“We did not own, lease or operate those facilities — these were locations that we provided service to (Amazon),” said QX Chief Executive Christopher Carey. “We’re leaving that segment of the business, and we’re focusing on our warehousing and our transportation business units here in Vernon, which are growing significantly. We support the supply chain, which has been really on fire this last year.”
QX Logistix operates two warehouses in Vernon, totaling about 200,000 square feet. It provides storage, pickup, and pack-and-ship services for the distribution of product by pallet, carton and piece.
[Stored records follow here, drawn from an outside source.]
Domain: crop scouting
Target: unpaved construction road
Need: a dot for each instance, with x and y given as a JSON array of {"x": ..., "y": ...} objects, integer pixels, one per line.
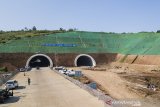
[{"x": 48, "y": 89}]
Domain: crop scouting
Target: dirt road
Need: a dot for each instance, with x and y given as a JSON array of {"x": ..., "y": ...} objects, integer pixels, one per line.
[{"x": 49, "y": 89}]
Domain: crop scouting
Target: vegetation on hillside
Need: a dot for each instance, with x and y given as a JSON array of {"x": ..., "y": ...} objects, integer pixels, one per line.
[{"x": 6, "y": 36}]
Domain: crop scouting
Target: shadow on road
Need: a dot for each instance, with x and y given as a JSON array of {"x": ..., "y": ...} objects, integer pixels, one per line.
[
  {"x": 20, "y": 87},
  {"x": 12, "y": 100}
]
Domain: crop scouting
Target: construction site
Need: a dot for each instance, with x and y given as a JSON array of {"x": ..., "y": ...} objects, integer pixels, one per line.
[{"x": 124, "y": 66}]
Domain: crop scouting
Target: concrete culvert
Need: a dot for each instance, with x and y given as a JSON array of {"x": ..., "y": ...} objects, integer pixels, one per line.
[
  {"x": 39, "y": 60},
  {"x": 84, "y": 60}
]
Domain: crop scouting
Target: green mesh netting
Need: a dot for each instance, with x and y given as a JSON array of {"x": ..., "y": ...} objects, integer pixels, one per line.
[{"x": 87, "y": 42}]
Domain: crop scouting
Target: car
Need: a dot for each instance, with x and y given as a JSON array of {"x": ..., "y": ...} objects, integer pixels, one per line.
[
  {"x": 70, "y": 73},
  {"x": 5, "y": 93},
  {"x": 11, "y": 84},
  {"x": 37, "y": 68}
]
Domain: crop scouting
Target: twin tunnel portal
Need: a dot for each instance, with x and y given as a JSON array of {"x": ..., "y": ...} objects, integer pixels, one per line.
[{"x": 42, "y": 60}]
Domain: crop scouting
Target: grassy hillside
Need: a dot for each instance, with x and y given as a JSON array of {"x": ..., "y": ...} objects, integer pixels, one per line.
[
  {"x": 86, "y": 42},
  {"x": 15, "y": 35}
]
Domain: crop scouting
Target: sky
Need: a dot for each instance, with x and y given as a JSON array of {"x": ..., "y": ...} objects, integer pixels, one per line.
[{"x": 85, "y": 15}]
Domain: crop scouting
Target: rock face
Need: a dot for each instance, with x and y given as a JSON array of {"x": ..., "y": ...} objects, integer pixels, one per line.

It also offers inventory management, product preparation for sale, such as reticketing, label replacement, placing on hangers and repackaging. Its clients include Zara, Tesla Inc. and Peloton Interactive Inc.
The company also has a transportation unit, which operates 20 box trucks and 30 tractor-trailers.
“We’re doing a ton of store deliveries and container drayage and other work,” Carey said. “We’re growing like crazy just trying to keep up with customers’ demands.”
QX Logistix, founded in March 2019, is part of New York-Based Azadian Group, which provides debt and equity financing, and merger and acquisition advisory services to lower-middle-market businesses.
The group served as a lender to Elizabeth, N.J.-based EZ Mailing Services Inc., doing business as EZ Worldwide Express and United Business Freight Forwarders, which was generating about half of its annual revenue by delivering products to Forever 21’s 150 stores. The then-Lincoln Heights-based retailer filed for bankruptcy protection in September 2019, which in turn caused EZ Mailing to struggle to keep its financial obligations, according to documents filed with the U.S. Bankruptcy Court for the District of New Jersey. Azadian Group filed an involuntary Chapter 11 petition against EZ Mailing in April 2019, and its newly formed QX Logistix acquired EZ Mailing, including the contract with Amazon.